There they all were, together and distinct, at one end of the sky-blue divan. Their vein of laughter exhausted, the first to speak was Marta Ruiz.
– I see, she said to Solveig, that your Adam Buenosayres has come back to us.
– The fugitive poet! chimed in Haydée. It’s the first time we’ve seen him since that famous Thursday.
– He looks kind of lugubrious, said Marta. He’s another strange bird. Like that ghost Schultz and that hypnotist engineer.5
– The Amundsen Lunatic Asylum is at full capacity, observed Haydée, passing a benevolent gaze over the tertulia.
Marta Ruiz had become pensive. To be sure, none of those fellows with fevered brains was the kind of man who could fulfil a woman’s destiny. Intellectuals? Bah! Weak creatures, frozen men. And Marta Ruiz was a live coal amid ashes.
– A real man, she sighed abstractedly, as if invoking a utopian dream. A real, honest-to-goodness man, with strong muscles, and his feet firmly on the ground!
– A cave man? Haydée asked.
– No, not that! protested Marta.
And no, that wasn’t it at all. A female Diogenes, Marta Ruiz was looking for a true man, searching with no other lantern than her treacherous eyes.
– I’m talking about a man who has the delicacy of a gentleman and the energy of a wrestler. A man with instincts! Someone like John Taylor in Jungle Inferno.
– John Taylor? exclaimed Haydée scornfully. A brute! He always plays the stupid macho with silly women wanting to get whipped. John Taylor!
– He has character, said Marta.
– What? shot back Haydée. Would you put up with a barbarian like him?
– Put up with him, no. I’d stand up to him, clarified Marta, fire amid ashes.

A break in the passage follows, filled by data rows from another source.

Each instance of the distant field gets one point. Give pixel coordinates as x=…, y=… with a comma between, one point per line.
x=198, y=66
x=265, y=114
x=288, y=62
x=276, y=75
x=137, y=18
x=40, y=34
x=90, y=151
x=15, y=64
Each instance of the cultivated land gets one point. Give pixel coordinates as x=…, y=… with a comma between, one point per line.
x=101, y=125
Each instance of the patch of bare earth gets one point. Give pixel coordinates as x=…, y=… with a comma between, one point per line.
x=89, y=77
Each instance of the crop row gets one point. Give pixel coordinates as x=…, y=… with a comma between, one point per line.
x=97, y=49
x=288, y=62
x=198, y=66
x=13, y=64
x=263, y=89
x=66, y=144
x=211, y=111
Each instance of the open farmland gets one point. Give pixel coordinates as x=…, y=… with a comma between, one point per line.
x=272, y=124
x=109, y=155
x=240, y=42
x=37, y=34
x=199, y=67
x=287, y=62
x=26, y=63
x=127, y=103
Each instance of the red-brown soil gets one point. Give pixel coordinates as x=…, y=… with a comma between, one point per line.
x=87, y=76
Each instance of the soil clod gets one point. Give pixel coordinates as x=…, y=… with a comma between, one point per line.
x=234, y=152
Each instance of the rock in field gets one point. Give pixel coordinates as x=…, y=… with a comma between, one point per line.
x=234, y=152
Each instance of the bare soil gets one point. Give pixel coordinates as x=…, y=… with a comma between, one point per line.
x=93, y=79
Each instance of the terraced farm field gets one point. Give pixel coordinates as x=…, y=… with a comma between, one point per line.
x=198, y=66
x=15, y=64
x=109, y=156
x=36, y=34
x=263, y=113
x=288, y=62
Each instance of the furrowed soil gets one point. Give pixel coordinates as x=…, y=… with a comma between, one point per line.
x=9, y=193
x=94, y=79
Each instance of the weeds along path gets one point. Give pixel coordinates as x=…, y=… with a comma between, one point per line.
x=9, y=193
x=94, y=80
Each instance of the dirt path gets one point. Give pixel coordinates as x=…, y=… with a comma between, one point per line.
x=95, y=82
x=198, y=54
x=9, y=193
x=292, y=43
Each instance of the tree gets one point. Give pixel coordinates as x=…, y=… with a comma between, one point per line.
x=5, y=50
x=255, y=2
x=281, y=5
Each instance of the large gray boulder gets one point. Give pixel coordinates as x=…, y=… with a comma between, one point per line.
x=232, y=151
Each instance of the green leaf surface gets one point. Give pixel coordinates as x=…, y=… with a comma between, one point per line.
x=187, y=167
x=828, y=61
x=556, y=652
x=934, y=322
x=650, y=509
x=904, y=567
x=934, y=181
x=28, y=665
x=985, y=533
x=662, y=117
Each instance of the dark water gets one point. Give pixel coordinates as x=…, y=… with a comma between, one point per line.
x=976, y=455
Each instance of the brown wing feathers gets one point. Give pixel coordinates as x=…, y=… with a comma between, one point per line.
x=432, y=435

Yes, Marta Ruiz would stand up to him, even if he thrashed her black and blue or dragged her by the hair through an absurdly sumptuous living room. Marta’s soul was a lightning rod, her calling was to be a breakwater, and she longed to give herself over to the realm of untamed forces, although, let it be understood, not without a struggle. Marta was a “character.” And wasn’t History full of similar characters? In that fat volume on mythology, furtively devoured not long ago at the school library, Europa, Leda, Pasiphae, Aegina had all filed by. To be sure, Leda’s adventure with the swan didn’t impress her all that much. But Pasiphae with the young bull! The white bull, at high noon! What a strange stratagem! It was too much. The abyss of dark desire! Don’t look too deep! Marta Ruiz didn’t want to look all the way down, but her nostrils were flaring now, she’d caught a whiff of the fiery region. A live coal amid ashes, she snapped eyelids shut to conceal eyes that were giving her away.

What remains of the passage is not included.